Он снова и снова впадал в забытье, голова пылала от жара, не было сил вымолвить слово, но мысли не засыпали — они бодрствовали и жалили в самое сердце. Ваня Кузенко ни на минуту не покидал его. Он разорвал на полосы свою грязную рубаху и перевязал Русевичу раны; прикладывал мокрую тряпку к его разгоряченному лбу. Николай почти не приходил в себя. Он словно пребывал в каком-то черном провале, где не было ни проблеска, не слышно ни звука и только черный глаз пристально и злобно вглядывался из тьмы.
Этот неусыпный глаз все отчетливей вырисовывался перед Николаем, и, странно, сквозь ночь и окованную железом дверь Русевич словно видел квадратный череп Кухара, его широкий, мясистый нос, очертания тонких губ… Что говорил Кухар? Ах да, он повторял свою излюбленную фразу:
— Сумей обезвредить другого, пока он не обезвредил тебя.

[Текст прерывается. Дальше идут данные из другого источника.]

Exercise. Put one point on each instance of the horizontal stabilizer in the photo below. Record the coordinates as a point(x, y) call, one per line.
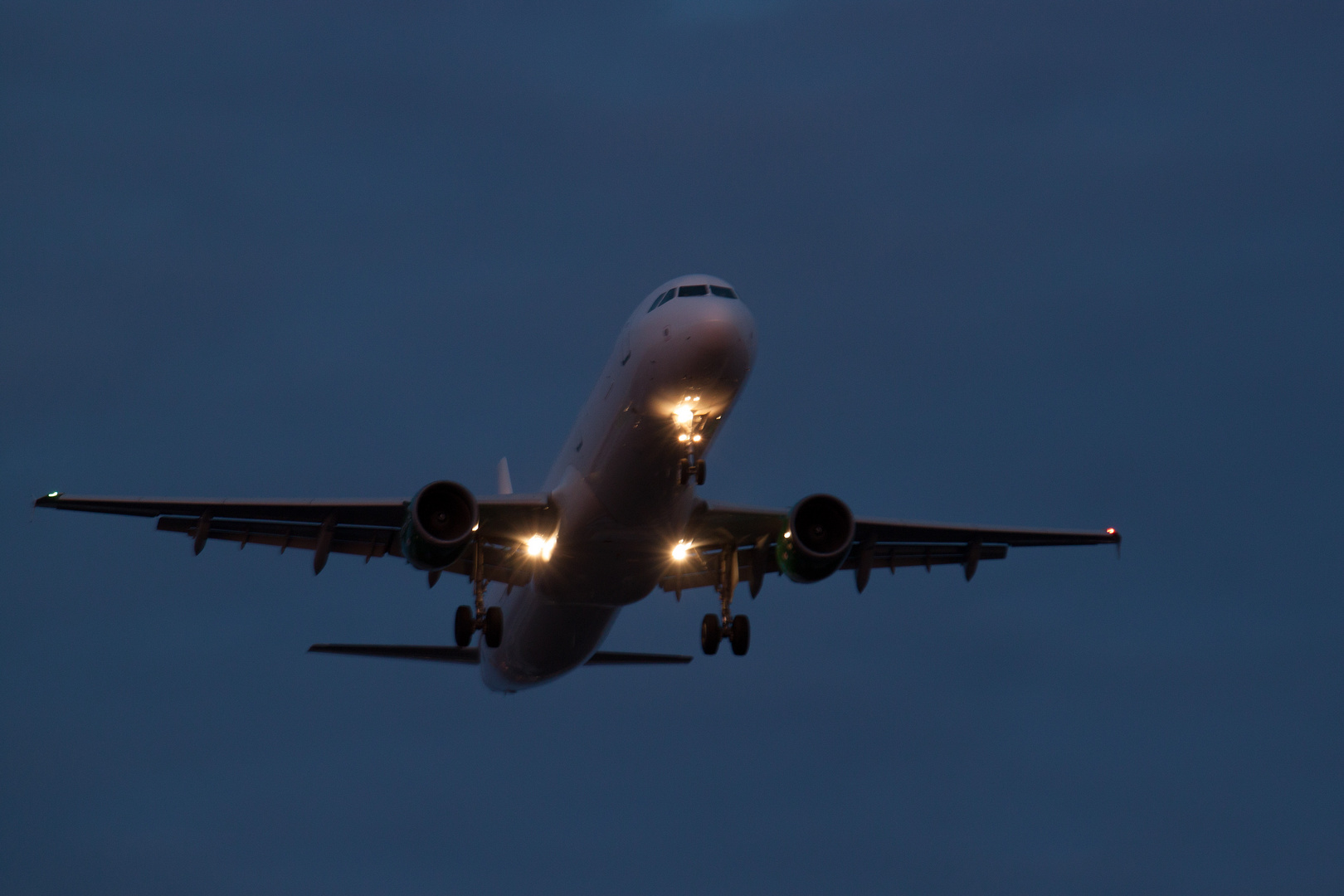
point(611, 659)
point(472, 655)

Именно этим подленьким девизом он пытался убедить Николая в том, что его упрямство — неоправданная романтика глупца. Он повторял на разные лады, что жизнь дается человеку один раз и настоящие люди всегда должны об этом помнить.
Истерический крик, раздавшийся где-то близко, заставил Николая стряхнуть оцепенение и тяжкую дремоту. Он открыл глаза и приподнялся на локте. Тускло мерцала матовая лампочка, заключенная в проволочную сетку; в камере кто-то надрывно плакал, иногда этот плач переходил в истерический визг. Русевич услышал шепот Ивана:
— Тебе не лучше, Коля?
Николай спросил встревоженно:
— Где Леша?
— Увели на допрос…
Николаем овладел приступ тоскливого беспокойства.
— Выдержит ли Алексей?..
Кузенко утвердительно кивнул головой; глядя перед собой, он о чем-то сосредоточенно думал. Вскоре за перекрестьями решетки зашумел дождь; крупные капли со звоном разбивались о железный козырек окна, но прохлада в камеру не проникала.